To achieve this, I was planning on having a GenServer manage the processing of all employee records for a given company: it would be started with a company id, and then start its own Task.Supervisor to farm out the processing of each employee record via
async_nolink/3. As the tasks can fail (e.g. due to DB-related reasons), the GenServer would match on messages from the Task.Supervisor (as suggested here) and keep track of the employee records that were processed successfully or failed. The failed ones would be retried (if the error was transient), or logged and dropped. Then, the next batch of employee records would be fetched, and go through the logic above. Once all employee records for the company had been processed, the GenServer would stop: the calling process would be waiting for the GenServer’s result with a
receive block and respond appropriately (mark job as success/failure).

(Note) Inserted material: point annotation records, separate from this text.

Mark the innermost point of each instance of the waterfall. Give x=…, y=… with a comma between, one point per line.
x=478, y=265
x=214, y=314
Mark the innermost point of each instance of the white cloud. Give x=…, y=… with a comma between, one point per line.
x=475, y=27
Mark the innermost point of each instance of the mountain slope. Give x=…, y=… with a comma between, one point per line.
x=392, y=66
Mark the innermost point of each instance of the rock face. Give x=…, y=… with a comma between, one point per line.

What makes me suspect that this isn’t the proper approach is that Task.Supervisor cannot be stopped (i.e. it has no
stop function documented, as opposed to e.g. GenServer). Presumably, this is because instances of
Task.Supervisor are meant to be started in the supervision tree and just keep going as long as the OTP app in alive (like other “utility” processes like
How then should I rethink my approach? There appears to be no equivalent to
async_nolink/3 within the
Task module. Should I have my GenServer trap exits and use
Task.async/1 to reproduce the above approach (i.e. matching task results in the GenServer’s
handle_info)? Should I
spawn_monitor/1? Given I plan to have the GenServer handle results in its handle_info callback, would there be any advantage to use a Task at all over
spawn_monitor? Is my approach entirely wrong?
Task.Supervisor is the wrong tool for what I’m trying to accomplish: although I want failed tasks to be restarted, I need more control than
Task.Supervisor afford me… So let me know how best to approach this: I’m currently leaning towards a
spawn_monitor approach, but I’d appreciate any insight you may offer.